A flange connected to the water supply line at SOBE broke Jan 27, causing the utility to shut down. SOBE contended it was operating by Wednesday, but its customers were without heat for days.
Goldberg contended in his Thursday filing that SOBE determined the problems to “be caused by the failure of the customers.”
While the city hasn’t requested intervention before to allow Martin to “remedy the numerous significant issues at” SOBE, Fritz wrote “the recent total and complete failure of SOBE to provide heat to city hall and other downtown buildings for six days represents a profound change in circumstance that can no longer allow the city to remain idle, particularly when the public health is at stake.”
Fritz wrote that “this is especially so given” Goldberg’s Thursday report, “which is so lacking in critical information that it prejudices this court’s ability to oversee both the receivership itself and SOBE’s statutory and court-ordered duty to provide ‘safe and adequate’ steam service to its customers.”
Fritz added that Goldberg’s report “inexplicably shifts blame to the building owners” for not having heat, adding, “This is simply not true” in bold.
Fritz wrote: “28 building owners have been dramatically and negatively impacted by SOBE’s complete failure to provide necessary and adequate service.

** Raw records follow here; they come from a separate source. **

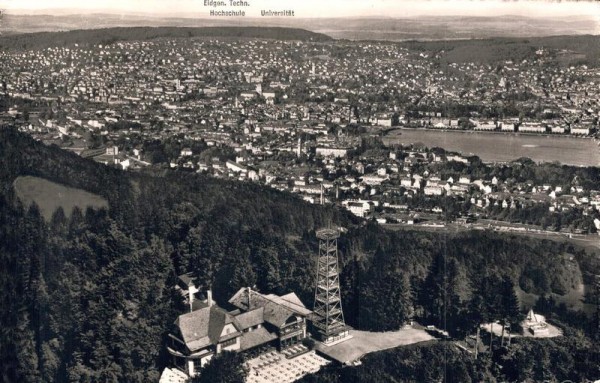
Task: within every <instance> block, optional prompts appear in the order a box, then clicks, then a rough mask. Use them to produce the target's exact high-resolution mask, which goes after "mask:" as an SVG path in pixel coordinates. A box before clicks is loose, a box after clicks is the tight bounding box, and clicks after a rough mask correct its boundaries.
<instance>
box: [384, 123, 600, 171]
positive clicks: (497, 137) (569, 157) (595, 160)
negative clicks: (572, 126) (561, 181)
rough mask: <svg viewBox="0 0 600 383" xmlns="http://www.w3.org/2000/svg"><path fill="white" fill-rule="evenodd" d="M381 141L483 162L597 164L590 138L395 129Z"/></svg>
mask: <svg viewBox="0 0 600 383" xmlns="http://www.w3.org/2000/svg"><path fill="white" fill-rule="evenodd" d="M383 141H384V143H385V144H387V145H389V144H394V143H401V144H410V143H417V142H420V143H423V144H424V145H425V146H427V147H429V148H432V147H436V146H437V147H440V148H444V149H446V150H449V151H453V152H460V153H463V154H465V155H471V154H474V155H476V156H479V158H481V159H482V160H483V161H485V162H506V161H512V160H515V159H517V158H520V157H529V158H531V159H532V160H534V161H535V162H553V161H558V162H560V163H561V164H565V165H575V166H598V165H600V147H599V146H598V143H597V142H596V141H594V140H592V139H591V138H575V137H566V136H548V135H544V136H542V135H539V136H536V135H523V134H516V133H514V134H511V133H483V132H456V131H436V130H425V129H398V130H394V131H392V132H390V133H389V134H388V135H387V136H385V137H384V138H383Z"/></svg>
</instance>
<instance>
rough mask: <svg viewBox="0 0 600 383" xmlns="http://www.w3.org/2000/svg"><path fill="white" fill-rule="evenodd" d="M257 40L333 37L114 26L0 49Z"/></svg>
mask: <svg viewBox="0 0 600 383" xmlns="http://www.w3.org/2000/svg"><path fill="white" fill-rule="evenodd" d="M194 37H196V38H203V37H204V38H206V37H212V38H254V39H274V40H300V41H308V40H312V41H328V40H332V38H331V37H329V36H327V35H324V34H322V33H315V32H311V31H308V30H305V29H300V28H282V27H225V26H223V27H115V28H102V29H78V30H72V31H64V32H36V33H24V34H16V35H7V36H0V49H9V50H19V49H44V48H47V47H53V46H69V45H73V44H80V45H90V44H109V43H114V42H118V41H131V40H153V39H158V38H194Z"/></svg>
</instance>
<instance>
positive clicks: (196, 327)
mask: <svg viewBox="0 0 600 383" xmlns="http://www.w3.org/2000/svg"><path fill="white" fill-rule="evenodd" d="M230 323H232V324H233V325H234V326H235V327H236V329H238V330H239V328H238V325H236V323H235V321H234V318H233V316H232V315H230V314H229V313H227V311H225V310H223V309H222V308H221V307H219V306H217V305H212V306H210V307H205V308H203V309H200V310H196V311H193V312H191V313H187V314H183V315H180V316H179V318H177V320H176V321H175V325H176V326H177V327H179V330H180V332H181V336H182V337H183V341H184V343H185V345H186V346H187V348H188V349H189V350H190V351H192V352H193V351H195V350H198V349H200V348H203V347H206V346H209V345H211V344H212V345H216V344H217V343H218V342H219V338H220V337H221V332H222V331H223V327H225V325H227V324H230Z"/></svg>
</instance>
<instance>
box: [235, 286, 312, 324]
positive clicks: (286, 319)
mask: <svg viewBox="0 0 600 383" xmlns="http://www.w3.org/2000/svg"><path fill="white" fill-rule="evenodd" d="M248 293H250V299H248ZM284 297H285V298H284ZM284 297H279V296H277V295H274V294H271V295H266V296H265V295H262V294H261V293H259V292H256V291H251V290H249V289H245V288H242V289H240V290H238V292H237V293H235V295H234V296H233V297H232V298H231V299H230V300H229V303H231V304H232V305H234V306H236V307H238V308H239V309H241V310H243V311H253V310H256V309H258V308H263V309H264V311H263V317H264V321H265V322H267V323H270V324H272V325H274V326H276V327H281V326H283V325H284V324H285V322H286V320H287V319H288V318H289V317H291V316H292V315H300V316H308V315H310V310H308V309H307V308H306V307H305V306H304V305H303V304H302V302H301V301H300V299H299V298H298V297H297V296H296V294H294V293H290V294H287V295H284ZM248 302H250V305H248Z"/></svg>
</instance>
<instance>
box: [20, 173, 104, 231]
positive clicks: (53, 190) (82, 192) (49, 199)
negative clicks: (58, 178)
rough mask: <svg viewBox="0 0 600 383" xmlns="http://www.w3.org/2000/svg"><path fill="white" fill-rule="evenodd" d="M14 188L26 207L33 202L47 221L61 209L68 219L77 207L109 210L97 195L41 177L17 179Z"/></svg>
mask: <svg viewBox="0 0 600 383" xmlns="http://www.w3.org/2000/svg"><path fill="white" fill-rule="evenodd" d="M13 186H14V188H15V192H16V193H17V196H18V197H19V199H20V200H21V202H22V203H23V204H24V205H25V206H30V205H31V204H32V203H33V202H35V203H36V204H37V205H38V206H39V208H40V212H41V213H42V215H43V216H44V218H45V219H46V221H49V220H50V219H51V218H52V214H53V213H54V212H55V211H56V209H58V208H59V207H62V208H63V210H64V212H65V215H66V216H67V217H70V216H71V213H72V212H73V208H74V207H75V206H77V207H79V208H80V209H81V210H82V211H85V209H86V208H87V207H88V206H91V207H93V208H95V209H99V208H108V202H107V201H106V199H104V198H102V197H100V196H99V195H97V194H93V193H89V192H86V191H85V190H81V189H76V188H72V187H68V186H64V185H61V184H58V183H56V182H52V181H48V180H46V179H43V178H39V177H33V176H23V177H17V179H16V180H15V182H14V183H13Z"/></svg>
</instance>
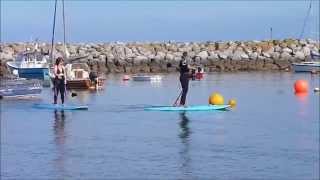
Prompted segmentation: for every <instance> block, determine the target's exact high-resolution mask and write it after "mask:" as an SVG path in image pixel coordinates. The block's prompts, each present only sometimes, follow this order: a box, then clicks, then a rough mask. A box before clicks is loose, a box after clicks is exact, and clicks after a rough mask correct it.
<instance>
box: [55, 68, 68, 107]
mask: <svg viewBox="0 0 320 180" xmlns="http://www.w3.org/2000/svg"><path fill="white" fill-rule="evenodd" d="M62 73H64V69H62ZM57 74H60V70H59V68H57ZM64 81H65V77H64V76H62V78H61V79H59V78H58V76H56V77H55V79H54V104H57V99H58V95H59V92H60V96H61V103H62V104H63V103H64V93H65V84H64Z"/></svg>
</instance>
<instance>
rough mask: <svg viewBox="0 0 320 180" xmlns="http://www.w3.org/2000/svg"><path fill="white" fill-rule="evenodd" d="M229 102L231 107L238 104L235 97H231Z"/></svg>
mask: <svg viewBox="0 0 320 180" xmlns="http://www.w3.org/2000/svg"><path fill="white" fill-rule="evenodd" d="M228 104H229V105H230V106H231V107H235V106H236V105H237V101H236V100H235V99H230V100H229V102H228Z"/></svg>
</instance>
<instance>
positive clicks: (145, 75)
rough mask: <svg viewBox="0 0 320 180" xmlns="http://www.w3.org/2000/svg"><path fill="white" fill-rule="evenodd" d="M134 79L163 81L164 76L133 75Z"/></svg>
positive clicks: (136, 80) (131, 77)
mask: <svg viewBox="0 0 320 180" xmlns="http://www.w3.org/2000/svg"><path fill="white" fill-rule="evenodd" d="M131 78H132V80H133V81H161V80H162V77H161V76H159V75H139V74H138V75H133V76H132V77H131Z"/></svg>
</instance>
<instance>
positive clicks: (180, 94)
mask: <svg viewBox="0 0 320 180" xmlns="http://www.w3.org/2000/svg"><path fill="white" fill-rule="evenodd" d="M181 95H182V91H181V92H180V94H179V96H178V97H177V99H176V100H175V101H174V103H173V105H176V104H177V102H178V100H179V98H180V97H181Z"/></svg>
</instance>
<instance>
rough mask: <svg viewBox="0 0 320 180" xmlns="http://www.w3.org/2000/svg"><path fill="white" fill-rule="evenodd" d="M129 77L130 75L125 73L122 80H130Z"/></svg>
mask: <svg viewBox="0 0 320 180" xmlns="http://www.w3.org/2000/svg"><path fill="white" fill-rule="evenodd" d="M129 79H130V77H129V76H128V75H124V76H123V78H122V80H124V81H128V80H129Z"/></svg>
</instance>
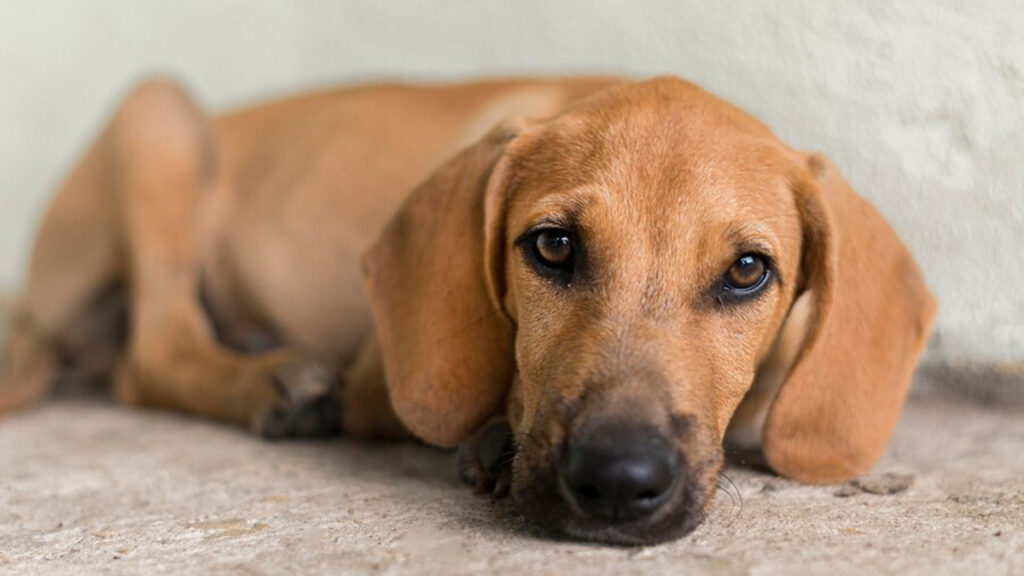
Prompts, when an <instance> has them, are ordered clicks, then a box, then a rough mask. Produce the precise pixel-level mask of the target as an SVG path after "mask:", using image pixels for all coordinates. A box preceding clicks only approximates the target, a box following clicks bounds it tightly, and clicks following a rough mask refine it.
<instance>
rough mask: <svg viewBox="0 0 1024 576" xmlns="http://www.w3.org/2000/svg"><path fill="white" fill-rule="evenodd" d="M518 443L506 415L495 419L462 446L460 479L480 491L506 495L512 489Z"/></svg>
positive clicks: (488, 422)
mask: <svg viewBox="0 0 1024 576" xmlns="http://www.w3.org/2000/svg"><path fill="white" fill-rule="evenodd" d="M514 456H515V443H514V437H513V435H512V427H511V426H509V422H508V420H507V419H505V418H495V419H493V420H490V421H488V422H487V423H486V424H483V426H482V427H480V429H478V430H476V433H475V434H474V435H473V436H472V437H470V438H469V440H467V441H466V442H463V443H462V444H460V445H459V454H458V462H459V478H461V479H462V481H463V482H465V483H466V484H468V485H470V486H472V487H473V489H474V490H475V491H476V492H477V493H478V494H490V495H492V496H493V497H495V498H501V497H503V496H507V495H508V493H509V490H510V489H511V488H512V459H513V457H514Z"/></svg>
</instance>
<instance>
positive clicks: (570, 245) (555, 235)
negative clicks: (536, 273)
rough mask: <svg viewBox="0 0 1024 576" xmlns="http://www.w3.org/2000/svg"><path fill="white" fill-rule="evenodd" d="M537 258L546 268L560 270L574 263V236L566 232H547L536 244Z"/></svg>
mask: <svg viewBox="0 0 1024 576" xmlns="http://www.w3.org/2000/svg"><path fill="white" fill-rule="evenodd" d="M534 249H535V253H536V254H537V258H538V259H539V260H540V261H541V263H543V264H544V265H546V266H550V268H554V269H560V268H564V266H566V265H568V264H569V263H570V262H571V261H572V236H571V235H570V234H569V233H568V232H566V231H564V230H545V231H541V233H540V234H538V235H537V240H535V244H534Z"/></svg>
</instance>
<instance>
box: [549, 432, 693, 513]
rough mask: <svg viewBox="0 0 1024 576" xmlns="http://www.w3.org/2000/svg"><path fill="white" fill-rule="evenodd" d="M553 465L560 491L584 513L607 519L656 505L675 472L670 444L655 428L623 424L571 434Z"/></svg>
mask: <svg viewBox="0 0 1024 576" xmlns="http://www.w3.org/2000/svg"><path fill="white" fill-rule="evenodd" d="M559 468H560V474H561V480H562V483H561V486H562V492H563V496H564V497H565V498H566V499H569V500H571V501H573V502H575V504H577V506H578V507H579V509H580V510H581V511H583V512H584V513H585V515H587V516H589V517H592V518H597V519H602V520H607V521H611V522H625V521H629V520H633V519H637V518H640V517H642V516H644V515H647V513H649V512H651V511H653V510H654V509H656V508H657V507H658V506H660V505H662V504H663V503H665V501H666V500H667V499H668V495H669V494H670V493H671V492H672V489H673V487H674V486H675V484H676V479H677V477H678V476H679V475H680V470H679V457H678V456H677V453H676V450H675V449H674V447H673V446H672V445H671V444H670V443H669V442H668V441H666V440H665V438H664V437H663V436H662V435H660V434H658V433H657V431H655V430H653V429H651V428H648V427H644V426H636V425H629V424H605V425H602V426H599V427H594V428H592V429H589V430H587V431H584V433H581V434H577V435H573V437H572V438H571V439H570V440H569V442H568V443H567V444H566V446H565V449H564V452H563V453H562V458H561V461H560V465H559Z"/></svg>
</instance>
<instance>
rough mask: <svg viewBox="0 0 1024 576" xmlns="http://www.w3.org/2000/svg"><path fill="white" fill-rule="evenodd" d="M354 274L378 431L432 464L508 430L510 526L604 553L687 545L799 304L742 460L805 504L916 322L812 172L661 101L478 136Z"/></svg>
mask: <svg viewBox="0 0 1024 576" xmlns="http://www.w3.org/2000/svg"><path fill="white" fill-rule="evenodd" d="M366 263H367V273H368V278H369V287H370V292H371V298H372V302H373V310H374V315H375V319H376V322H377V329H378V336H379V338H380V341H381V344H382V346H381V347H382V354H383V359H384V365H385V370H386V374H387V378H388V385H389V389H390V394H391V401H392V404H393V406H394V408H395V410H396V412H397V414H398V415H399V417H400V418H401V419H402V421H403V422H404V423H406V424H407V425H408V426H409V427H410V428H411V429H412V430H413V431H414V433H415V434H416V435H418V436H419V437H421V438H423V439H424V440H426V441H428V442H431V443H435V444H439V445H445V446H453V445H456V444H458V443H459V442H460V441H462V440H464V439H465V438H466V437H467V436H469V435H470V434H471V433H472V431H473V430H474V429H475V428H476V427H478V426H479V425H480V424H481V423H482V422H483V421H485V420H486V419H487V418H489V417H492V416H494V415H496V414H499V413H502V412H505V413H507V414H508V416H509V419H510V422H511V425H512V429H513V431H514V433H515V441H516V446H517V453H516V456H515V464H514V475H513V486H512V492H513V495H514V496H515V497H516V501H517V502H518V504H519V506H520V507H521V509H522V510H523V511H524V512H525V513H526V515H527V516H528V517H530V518H532V519H535V520H536V521H538V522H540V523H542V524H544V525H548V526H553V527H556V528H558V529H560V530H562V531H563V532H566V533H568V534H571V535H575V536H580V537H584V538H591V539H599V540H604V541H612V542H621V543H650V542H657V541H663V540H667V539H670V538H673V537H677V536H679V535H681V534H684V533H686V532H688V531H690V530H691V529H692V528H693V527H694V526H695V525H696V524H697V523H698V522H699V520H700V518H701V516H702V513H703V510H705V509H706V506H707V504H708V502H709V501H710V498H711V496H712V494H713V492H714V490H715V488H716V486H717V483H718V474H719V469H720V467H721V464H722V459H723V456H722V454H723V451H722V440H723V436H724V434H725V431H726V427H727V425H728V424H729V420H730V418H731V417H732V415H733V413H734V411H735V410H736V407H737V405H739V403H740V401H741V400H742V399H743V396H744V394H745V393H746V392H748V389H749V388H750V387H751V384H752V382H753V381H754V380H755V377H756V375H757V373H758V369H759V366H761V365H762V363H763V362H764V361H765V359H766V357H767V356H768V355H769V353H770V351H771V349H772V346H773V343H774V342H775V340H776V336H777V335H778V333H779V330H780V328H781V327H782V325H783V323H784V322H785V321H786V318H787V315H788V314H790V311H791V308H792V306H793V303H794V301H795V300H796V299H797V298H798V297H799V296H801V295H806V296H807V297H808V298H809V299H810V301H811V313H810V315H809V320H808V326H807V328H806V336H805V337H804V339H803V342H802V344H801V351H800V353H799V355H798V356H797V359H796V362H795V363H794V365H793V366H792V368H791V369H790V370H788V375H787V377H786V378H785V380H784V382H783V383H782V385H781V388H780V389H779V392H778V394H777V395H776V397H775V399H774V402H773V403H772V405H771V408H770V411H769V414H768V417H767V420H766V423H765V425H764V430H763V449H764V451H765V455H766V457H767V460H768V462H769V463H770V464H771V465H772V467H773V468H774V469H775V470H777V471H778V472H780V474H783V475H786V476H790V477H792V478H795V479H798V480H803V481H808V482H830V481H839V480H844V479H847V478H849V477H852V476H855V475H857V474H859V472H862V471H864V470H866V469H867V468H868V467H870V466H871V465H872V463H873V462H874V460H876V459H877V458H878V457H879V456H880V454H881V452H882V450H883V449H884V447H885V444H886V442H887V441H888V437H889V435H890V431H891V430H892V427H893V425H894V423H895V421H896V418H897V415H898V412H899V410H900V407H901V404H902V401H903V398H904V395H905V390H906V387H907V384H908V381H909V379H910V376H911V373H912V371H913V367H914V364H915V362H916V358H918V356H919V354H920V352H921V349H922V346H923V343H924V341H925V339H926V337H927V334H928V331H929V328H930V325H931V319H932V316H933V313H934V303H933V300H932V298H931V296H930V294H929V293H928V290H927V288H926V287H925V285H924V282H923V280H922V277H921V274H920V272H919V270H918V268H916V266H915V264H914V262H913V260H912V258H911V257H910V255H909V254H908V252H907V251H906V249H905V248H904V247H903V245H902V244H901V243H900V241H899V240H898V238H897V237H896V236H895V234H894V233H893V232H892V230H891V229H890V228H889V227H888V225H887V224H886V223H885V221H884V220H883V219H882V217H881V216H880V215H879V214H878V213H877V212H876V211H874V210H873V209H872V208H871V207H870V206H868V205H867V204H866V203H865V202H864V201H863V200H861V199H860V198H859V197H857V196H856V195H855V194H854V193H853V192H852V191H851V190H850V188H849V187H848V184H846V182H845V181H844V180H843V179H842V177H841V176H840V175H839V173H838V172H837V171H836V169H835V168H834V167H833V166H830V164H829V163H828V162H827V161H826V160H824V159H822V158H821V157H818V156H807V155H804V154H802V153H799V152H797V151H794V150H792V149H790V148H787V147H786V146H784V145H783V143H781V142H780V141H779V140H778V139H777V138H776V137H775V136H774V135H773V134H772V133H771V132H770V130H768V129H767V128H766V127H765V126H764V125H762V124H761V123H759V122H757V121H756V120H754V119H752V118H751V117H750V116H748V115H746V114H744V113H743V112H741V111H739V110H737V109H735V108H733V107H731V106H729V105H728V104H726V102H723V101H721V100H719V99H717V98H715V97H714V96H712V95H710V94H708V93H707V92H705V91H702V90H700V89H699V88H697V87H695V86H693V85H692V84H688V83H685V82H683V81H680V80H677V79H671V78H663V79H655V80H652V81H649V82H644V83H639V84H631V85H624V86H620V87H615V88H612V89H608V90H605V91H604V92H601V93H599V94H595V95H594V96H591V97H589V98H587V99H585V100H583V101H581V102H579V104H578V105H575V106H573V107H572V108H570V109H569V110H567V111H566V112H564V113H563V114H561V115H560V116H558V117H556V118H554V119H551V120H548V121H545V122H539V123H527V122H524V121H510V122H508V123H506V124H504V125H502V126H500V127H498V128H496V129H495V130H493V131H492V132H490V133H489V134H488V135H487V136H485V137H484V138H483V139H482V140H481V141H480V142H478V143H477V145H475V146H473V147H470V148H469V149H467V150H465V151H464V152H462V153H461V154H460V155H459V156H458V157H456V158H455V159H453V160H452V161H451V162H449V163H447V164H446V165H445V166H443V167H442V168H440V169H439V170H438V171H437V172H436V173H435V174H434V175H433V176H432V177H431V178H430V179H429V180H428V181H426V182H425V183H424V184H423V186H422V187H421V188H420V189H419V190H417V191H416V192H415V193H414V194H413V195H412V196H411V197H410V199H409V200H408V202H407V203H406V205H404V206H403V207H402V209H401V210H400V212H399V213H398V214H397V215H396V217H395V218H394V219H393V220H392V222H391V223H390V224H389V225H388V228H387V230H386V231H385V233H384V234H383V236H382V238H381V239H380V241H379V242H378V243H377V244H376V246H375V247H374V248H373V249H372V250H371V252H370V253H369V254H368V257H367V259H366Z"/></svg>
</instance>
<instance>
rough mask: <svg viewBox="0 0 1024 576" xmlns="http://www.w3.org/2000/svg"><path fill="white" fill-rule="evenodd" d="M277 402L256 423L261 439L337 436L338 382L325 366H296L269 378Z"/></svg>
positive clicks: (338, 417)
mask: <svg viewBox="0 0 1024 576" xmlns="http://www.w3.org/2000/svg"><path fill="white" fill-rule="evenodd" d="M271 382H272V385H273V387H274V389H275V390H276V392H278V400H276V402H275V403H274V404H273V405H272V406H271V407H270V410H269V411H268V412H267V413H266V414H265V416H263V418H262V419H261V421H260V422H259V424H258V426H259V434H260V436H262V437H263V438H267V439H278V438H313V437H324V436H332V435H334V434H337V433H338V430H339V429H340V425H341V421H340V420H341V418H340V416H341V403H340V394H339V386H338V382H337V381H336V378H335V376H334V375H333V374H332V373H331V372H330V371H329V370H327V369H326V368H324V366H322V365H319V364H317V363H314V362H296V363H292V364H286V365H285V366H282V367H281V368H279V369H278V370H276V371H275V372H274V373H273V374H272V376H271Z"/></svg>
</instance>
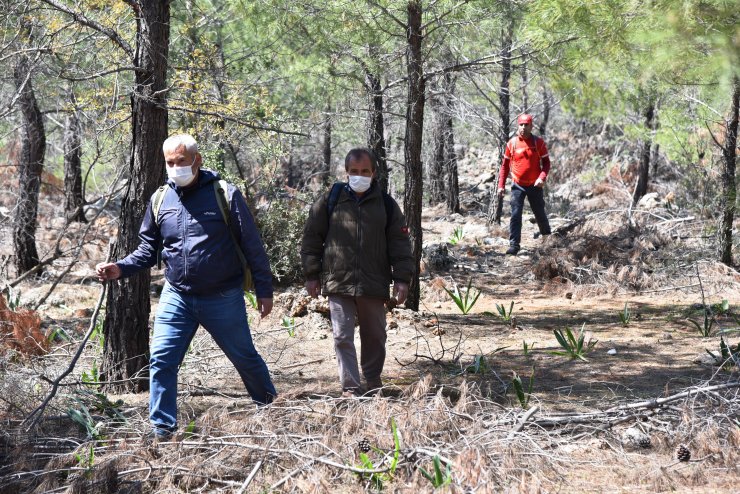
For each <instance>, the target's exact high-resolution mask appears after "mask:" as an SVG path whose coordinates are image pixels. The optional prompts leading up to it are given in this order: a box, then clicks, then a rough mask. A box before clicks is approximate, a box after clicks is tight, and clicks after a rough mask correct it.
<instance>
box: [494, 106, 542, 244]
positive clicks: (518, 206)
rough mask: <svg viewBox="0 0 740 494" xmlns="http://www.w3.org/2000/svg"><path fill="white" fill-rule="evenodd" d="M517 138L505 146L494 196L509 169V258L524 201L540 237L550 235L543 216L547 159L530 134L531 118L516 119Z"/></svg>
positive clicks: (512, 138) (521, 234)
mask: <svg viewBox="0 0 740 494" xmlns="http://www.w3.org/2000/svg"><path fill="white" fill-rule="evenodd" d="M517 124H518V126H519V128H518V130H517V135H515V136H514V137H512V138H511V139H510V140H509V142H507V143H506V149H505V150H504V159H503V161H502V162H501V171H500V172H499V179H498V195H499V197H503V196H504V186H505V185H506V179H507V177H508V176H509V171H510V170H511V175H512V184H511V221H510V222H509V250H507V251H506V253H507V254H509V255H512V256H514V255H516V254H517V253H518V252H519V244H520V242H521V239H522V209H523V208H524V198H525V197H526V198H527V199H528V200H529V205H530V207H531V208H532V212H533V213H534V217H535V219H536V220H537V226H538V227H539V229H540V234H542V235H549V234H550V222H549V221H548V220H547V213H545V197H544V193H543V190H542V189H543V187H544V186H545V180H547V174H548V173H549V172H550V158H549V157H548V152H547V146H546V145H545V141H544V140H542V138H540V137H537V136H534V135H532V115H527V114H526V113H525V114H522V115H519V118H518V119H517Z"/></svg>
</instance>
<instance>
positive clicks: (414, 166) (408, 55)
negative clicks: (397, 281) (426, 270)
mask: <svg viewBox="0 0 740 494" xmlns="http://www.w3.org/2000/svg"><path fill="white" fill-rule="evenodd" d="M407 15H408V25H407V26H406V42H407V45H406V69H407V75H408V95H407V98H408V99H407V107H406V138H405V142H404V159H405V162H406V174H405V175H406V177H405V178H406V180H405V185H406V191H405V196H404V201H403V207H404V213H405V215H406V222H407V223H408V226H409V236H410V240H411V253H412V255H413V257H414V271H415V272H414V275H413V277H412V279H411V286H410V289H409V296H408V299H407V300H406V307H409V308H410V309H412V310H419V301H420V300H419V299H420V289H419V288H420V287H419V272H420V268H421V247H422V230H421V205H422V193H423V187H424V185H423V181H422V169H423V168H422V167H423V165H422V161H421V145H422V136H423V130H424V63H423V59H422V53H421V48H422V43H423V39H424V38H423V35H422V32H421V20H422V19H421V17H422V8H421V1H419V0H411V1H409V2H408V4H407Z"/></svg>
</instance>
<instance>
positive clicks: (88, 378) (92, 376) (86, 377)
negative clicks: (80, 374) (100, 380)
mask: <svg viewBox="0 0 740 494" xmlns="http://www.w3.org/2000/svg"><path fill="white" fill-rule="evenodd" d="M81 380H82V384H85V385H86V386H90V387H96V386H98V385H99V383H100V373H99V371H98V363H97V362H96V361H95V360H93V365H92V367H91V368H90V372H87V371H82V376H81Z"/></svg>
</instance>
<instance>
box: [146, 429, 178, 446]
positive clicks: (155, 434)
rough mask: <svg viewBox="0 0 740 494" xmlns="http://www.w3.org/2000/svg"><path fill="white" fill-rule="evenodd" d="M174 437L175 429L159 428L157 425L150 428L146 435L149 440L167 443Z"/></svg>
mask: <svg viewBox="0 0 740 494" xmlns="http://www.w3.org/2000/svg"><path fill="white" fill-rule="evenodd" d="M174 437H175V433H174V432H173V431H170V430H167V429H159V428H156V427H155V428H153V429H152V430H150V431H149V433H148V434H147V435H146V438H147V440H148V441H149V442H153V443H165V442H168V441H172V439H173V438H174Z"/></svg>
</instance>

A majority of businesses and tenants in downtown Youngstown have been disrupted and even further damage to the city’s infrastructure is imminent given the complete lack of heat during such cold winter months. Surely this court does not want to wait a week to be informed of something like this.”
In addition to city hall being without heat, Fritz wrote the downtown YMCA “was forced to limit its offerings,” local nonprofits “were without heat,” West 34 was forced to close, tenants at Wick Tower had to be put up in hotel rooms and Domestic Linen “had to dramatically reduce its operations.”
SOBE has operated with a 650-horsepower boiler combined with a 200-horsepower boiler, which provides more power than the 800-horsepower boiler repossessed Sept. 30 because of SOBE’s nonpayment.
But the two boilers were unable to generate heat for its customers last week.
A backup 800-horsepower boiler arrived Friday and was connected late Sunday, bring heat back Monday to some SOBE’s customers, including city hall, though it could take until today for the system to be fully operational.
John Rambo, SOBE’s general manager, wrote in a Monday email: “The extreme cold weather has also impacted the startup as some piping required replacement.”
Martin is renting the backup boiler and the 200-horsepower steam plant with the $750,000 he received as SOBE’s receiver from Enbridge Gas Ohio’s settlement of the 2024 Realty Tower gas explosion investigation by the PUCO.
When SOBE walked away from Youngstown and Martin took over, the company was insolvent, owing more than $4.5 million to its creditors, according to Goldberg.